Original post http://blogs.warwick.ac.uk/simongates/entry/new_test_can/ 2 May 2015
A story in several UK papers including the Telegraph suggests that a test measuring telomere length can predict who will develop cancer “up to 13 years” before it appears. Some of the re-postings have (seemingly by a process of Chinese whispers) elaborated this into “A test that can predict with 100 per cent accuracy whether someone will develop cancer up to 13 years in the future has been devised by scientists” (New Zealand Herald) – which sounds pretty unlikely.
What they are talking about is this study, which analysed telomere lengths in a cohort of people, some of whom developed cancer.
It’s hard to know where to start with this. there are two levels of nonsense going on here; the media hype, which has very little to do with the results of the study, and the study itself, which seems to come to conclusions that are way beyond what the data suggest, through a combination of over-reliance on sgnificance testing, poor methodology and wishful thinking.
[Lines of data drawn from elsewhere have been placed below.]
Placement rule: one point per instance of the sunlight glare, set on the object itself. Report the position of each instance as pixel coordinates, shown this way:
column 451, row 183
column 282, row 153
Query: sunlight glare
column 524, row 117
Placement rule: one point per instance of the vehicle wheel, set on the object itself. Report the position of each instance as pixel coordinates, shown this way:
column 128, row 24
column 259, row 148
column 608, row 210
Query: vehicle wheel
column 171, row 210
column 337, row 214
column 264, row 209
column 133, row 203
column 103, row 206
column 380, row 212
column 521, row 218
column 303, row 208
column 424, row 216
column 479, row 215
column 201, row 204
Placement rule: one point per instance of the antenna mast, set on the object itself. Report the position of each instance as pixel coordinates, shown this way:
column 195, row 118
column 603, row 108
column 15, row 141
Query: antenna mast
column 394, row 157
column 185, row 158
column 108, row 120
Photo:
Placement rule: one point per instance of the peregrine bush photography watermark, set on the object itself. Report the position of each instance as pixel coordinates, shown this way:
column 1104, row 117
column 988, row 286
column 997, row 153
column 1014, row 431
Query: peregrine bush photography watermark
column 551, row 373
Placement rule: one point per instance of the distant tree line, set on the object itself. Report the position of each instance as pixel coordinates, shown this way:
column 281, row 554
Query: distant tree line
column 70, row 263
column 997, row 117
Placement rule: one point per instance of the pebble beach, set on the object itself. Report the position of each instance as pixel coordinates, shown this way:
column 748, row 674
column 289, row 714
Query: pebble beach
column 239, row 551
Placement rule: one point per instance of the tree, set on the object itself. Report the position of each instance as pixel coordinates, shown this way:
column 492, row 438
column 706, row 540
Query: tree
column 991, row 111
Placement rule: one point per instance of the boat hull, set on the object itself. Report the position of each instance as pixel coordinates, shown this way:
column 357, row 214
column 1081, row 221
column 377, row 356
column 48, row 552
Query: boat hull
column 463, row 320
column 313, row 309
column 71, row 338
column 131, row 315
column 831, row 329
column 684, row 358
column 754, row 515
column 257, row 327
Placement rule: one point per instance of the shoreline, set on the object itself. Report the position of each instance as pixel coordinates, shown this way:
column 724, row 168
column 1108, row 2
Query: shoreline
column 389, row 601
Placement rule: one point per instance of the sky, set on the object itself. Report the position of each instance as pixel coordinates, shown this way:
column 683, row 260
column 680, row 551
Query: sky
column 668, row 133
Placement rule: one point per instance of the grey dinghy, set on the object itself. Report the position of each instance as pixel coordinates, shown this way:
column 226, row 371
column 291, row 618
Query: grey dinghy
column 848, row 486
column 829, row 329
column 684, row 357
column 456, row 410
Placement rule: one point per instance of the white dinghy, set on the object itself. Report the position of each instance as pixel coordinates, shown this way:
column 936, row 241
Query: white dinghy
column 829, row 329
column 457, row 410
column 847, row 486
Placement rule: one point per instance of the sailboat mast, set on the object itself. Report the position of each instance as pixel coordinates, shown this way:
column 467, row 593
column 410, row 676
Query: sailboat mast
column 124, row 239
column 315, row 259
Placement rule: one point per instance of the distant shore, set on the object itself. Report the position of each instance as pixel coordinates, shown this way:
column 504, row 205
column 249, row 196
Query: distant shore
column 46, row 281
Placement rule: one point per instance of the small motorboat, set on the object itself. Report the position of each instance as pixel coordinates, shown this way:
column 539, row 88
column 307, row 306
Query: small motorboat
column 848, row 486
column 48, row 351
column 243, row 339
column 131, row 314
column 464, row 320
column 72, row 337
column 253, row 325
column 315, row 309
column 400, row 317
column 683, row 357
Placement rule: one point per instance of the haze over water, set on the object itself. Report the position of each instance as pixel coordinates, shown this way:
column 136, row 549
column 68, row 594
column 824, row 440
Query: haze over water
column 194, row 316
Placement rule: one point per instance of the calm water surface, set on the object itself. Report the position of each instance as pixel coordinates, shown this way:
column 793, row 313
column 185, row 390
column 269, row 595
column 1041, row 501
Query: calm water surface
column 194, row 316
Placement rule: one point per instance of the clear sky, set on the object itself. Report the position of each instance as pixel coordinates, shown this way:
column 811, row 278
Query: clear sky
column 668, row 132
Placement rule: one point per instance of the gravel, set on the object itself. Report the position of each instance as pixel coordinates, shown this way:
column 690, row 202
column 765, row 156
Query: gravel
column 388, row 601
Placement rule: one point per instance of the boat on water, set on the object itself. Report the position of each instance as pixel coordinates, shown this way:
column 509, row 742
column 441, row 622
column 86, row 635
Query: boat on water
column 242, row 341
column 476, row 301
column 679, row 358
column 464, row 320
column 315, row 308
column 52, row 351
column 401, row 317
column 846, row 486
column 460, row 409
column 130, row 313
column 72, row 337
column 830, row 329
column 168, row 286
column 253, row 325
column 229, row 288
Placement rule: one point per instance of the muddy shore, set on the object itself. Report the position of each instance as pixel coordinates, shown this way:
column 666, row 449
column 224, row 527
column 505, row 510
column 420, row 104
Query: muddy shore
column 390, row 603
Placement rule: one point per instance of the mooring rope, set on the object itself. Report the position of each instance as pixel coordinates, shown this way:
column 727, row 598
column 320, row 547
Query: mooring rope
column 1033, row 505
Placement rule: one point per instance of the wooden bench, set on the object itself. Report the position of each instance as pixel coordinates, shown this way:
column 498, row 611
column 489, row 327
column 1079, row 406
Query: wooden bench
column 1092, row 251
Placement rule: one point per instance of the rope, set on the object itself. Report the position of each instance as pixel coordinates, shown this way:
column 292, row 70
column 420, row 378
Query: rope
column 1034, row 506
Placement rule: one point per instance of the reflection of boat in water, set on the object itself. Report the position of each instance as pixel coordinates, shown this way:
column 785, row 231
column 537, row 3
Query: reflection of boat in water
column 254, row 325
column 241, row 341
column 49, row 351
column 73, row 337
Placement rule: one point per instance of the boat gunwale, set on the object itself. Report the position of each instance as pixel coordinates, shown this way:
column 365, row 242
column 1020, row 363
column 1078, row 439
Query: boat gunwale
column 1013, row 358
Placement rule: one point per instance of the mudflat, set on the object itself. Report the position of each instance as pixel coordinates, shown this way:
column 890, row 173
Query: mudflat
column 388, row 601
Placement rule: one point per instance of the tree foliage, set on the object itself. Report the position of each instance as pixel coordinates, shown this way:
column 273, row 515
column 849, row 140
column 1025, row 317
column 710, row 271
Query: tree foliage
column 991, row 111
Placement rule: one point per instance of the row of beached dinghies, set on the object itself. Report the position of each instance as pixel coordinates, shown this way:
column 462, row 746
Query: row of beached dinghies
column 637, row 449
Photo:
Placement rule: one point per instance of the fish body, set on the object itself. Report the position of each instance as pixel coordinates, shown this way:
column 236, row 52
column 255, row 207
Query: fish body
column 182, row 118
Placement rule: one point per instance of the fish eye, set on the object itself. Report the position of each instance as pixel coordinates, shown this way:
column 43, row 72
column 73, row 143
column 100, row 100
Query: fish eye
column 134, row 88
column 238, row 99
I’ll leave the media hype to one side, as it’s well-established that reporting of studies often bears little relation to what the study actually did; in this case, there was no “test” and no “100% accuracy”. But what about what the researchers really found out, or thought they did?
The paper makes two major claims:
1. “Age-related BTL attrition was faster in cancer cases pre-diagnosis than in cancer-free participants” (that’s verbatim from their abstract);
2. “all participants had similar age-adjusted BTL 8–14 years pre-diagnosis, followed by decelerated attrition in cancer cases resulting in longer BTL three and four years pre-diagnosis” (also vebatim from their abstract, edited to remove p-values).
They studied a cohort of 579 initially cancer-free US veterans who were followed up annually between 1999 and 2012, with blood being taken 1-4 times from each participant. About half had only one or two blood samples, so there isn’t much in the way of within-patient comparisons of telomere length over time. Telomere length was measured from these blood samples (this was some kind of average, but I’ll assume intra-individual variation isn’t important).
Figure 1 illustrates the first result:
The regression lines do look as though there is a steeper slope through the cancer group, and the interaction is “significant” (p-0.032 when unadjusted and p=0.017 adjusted) – but what is ignored in the interpretation is the enormous scatter around both of the regression lines. Without the lines on the graph you wouldn’t be able to tell whether there was any difference in the slopes. Additionally, as relatively few participants had multiple readings, it isn’t possible to do the analysis of comparing within-patient measures of change in telomere length, which might be less noisy. Instead we have an analysis of average telomere length at each age, with a changing set of patients. So, on this evidence, it is hard to imagine how this could ever be a useful test that would be any good for distinguishing people who will develop cancer from those who will not. The claim of a difference seems to come entirely from the “statistical significance” of the interaction.
The second claim, that in people who develop cancer BTL stops declining and reaches a plateau 3-4 years pre-diagnosis, derives from their Figure 2:
Again, the claim derives from the difference between the two lines being “statistically significant” at 3-5 years pre-diagnosis, and not elsewhere. But looking at the red line, it really doesn’t look like a steady decline, followed by a plateau in the last few years. If anything, the telomere length is high in the last few years, and the “significance” is caused by particularly low values in the cancer-free group in those years. I’m not sure that this plot is showing what they think it shows; the x-axis for the cancer group is years pre-diagnosis, but for the non-cancer group it is years pre-censoring, so it seems likely that the non-cancer group will be older at each point on the x axis. Diagnoses of cancer could happen at any time, whereas most censoring is likely to happen at or near the end of the study. If BTL declines with age, that could potentially produce this sort of effect. So I’m pretty unconvinced. The claim seems to result from looking primarily at “statistical significance” of comparisons at each time point, which seems to have trumped any sense-checking.